Même en tant qu'actif spéculatif, Bitcoin est une solution indispensable dans le pays. L’Afrique du Sud est l’une des plus grandes économies du continent, juste après le Nigéria.

Malheureusement, il a aussi le l'inégalité de revenu la plus élevée dans le monde selon un rapport de la Banque mondiale 2018. Le pays a obtenu son indépendance d'un régime fortement raciste il y a deux décennies et demi. Cependant, les dégâts causés par l'apartheid sur le pays sont loin d'être corrigés.

Une très petite minorité d'élites contrôle la grande majorité des ressources. C’est pourquoi il est crucial pour la majorité du pays, qui vit dans la pauvreté, de trouver un système financier alternatif qui n’opprime pas le plus grand nombre au profit de quelques-uns.


Le rôle de la régulation

Le pays a progressé dans la réglementation de la cryptographie.
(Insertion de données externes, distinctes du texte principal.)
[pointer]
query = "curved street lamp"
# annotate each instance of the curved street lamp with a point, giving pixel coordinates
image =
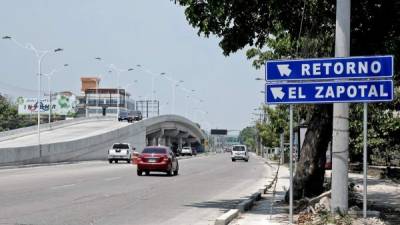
(40, 55)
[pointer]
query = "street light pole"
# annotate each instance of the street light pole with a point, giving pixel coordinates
(119, 71)
(40, 54)
(49, 75)
(340, 135)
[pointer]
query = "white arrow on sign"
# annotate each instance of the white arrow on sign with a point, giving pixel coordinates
(277, 92)
(284, 69)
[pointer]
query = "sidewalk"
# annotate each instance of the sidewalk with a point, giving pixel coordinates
(269, 210)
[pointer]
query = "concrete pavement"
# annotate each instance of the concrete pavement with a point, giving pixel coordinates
(102, 193)
(66, 133)
(270, 209)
Au début, comme avec presque tous les autres pays africains, le gouvernement resta à l'écart. Mais à mesure que les intérêts de la population grandissaient, le gouvernement devait intervenir. Cependant, la réglementation était loin d’être exhaustive, la banque centrale du pays travaillant avec diverses parties prenantes pour élaborer et appliquer des réglementations favorables.

Stephen Young, responsable des achats chez Coindirect, a déclaré que l'échange appuyait pleinement la réglementation. Dans un entrevue en janvier, il a déclaré: «Coindirect se félicite des récentes modifications apportées aux recommandations du Groupe d'action financière (GAFI). Disposer d'une réglementation claire qui aide à protéger les consommateurs tout en permettant le développement et la croissance de cette industrie naissante est une étape positive qui contribuera à accélérer l'adoption et à favoriser une innovation responsable. "

Le soutien à la réglementation sur le marché de la cryptographie a été fourni par de nombreux autres acteurs du secteur de la cryptographie. Le directeur général de Luno pour l’Afrique, Marius Leitz, a récemment réitéré le soutien de Luno à la réglementation. Luno est un acteur majeur de la cryptographie africaine, offrant à la fois des fonctionnalités de porte-monnaie et d’échange. Leitz a déclaré dans un communiqué de presse:

«Nous sommes très favorables à la réglementation et nous travaillons activement avec un certain nombre de banques centrales et de régulateurs financiers, y compris la SA Reserve Bank, pour imposer une réglementation en matière de crypto-monnaie. La réglementation offrira aux consommateurs actuels ou potentiels le confort que le service auquel ils font face est tenu de respecter des normes réglementaires définies. L’imposition de réglementations renforcera à son tour la confiance et la stabilité générales du marché. »

Selon Madondo, la réglementation dans le pays n'a pas encore eu beaucoup d'impact. Une majorité des commerçants investissent dans les bitcoins sans la moindre connaissance de ce que la loi leur impose. Cependant, cela rassure les gens en sachant que le gouvernement est pro-bitcoin et qu’il n’a pas l’intention d’interdire la classe d’actifs, comme le font d’autres pays africains.


L'auteur n'est investi dans aucun actif numérique mentionné dans cet article.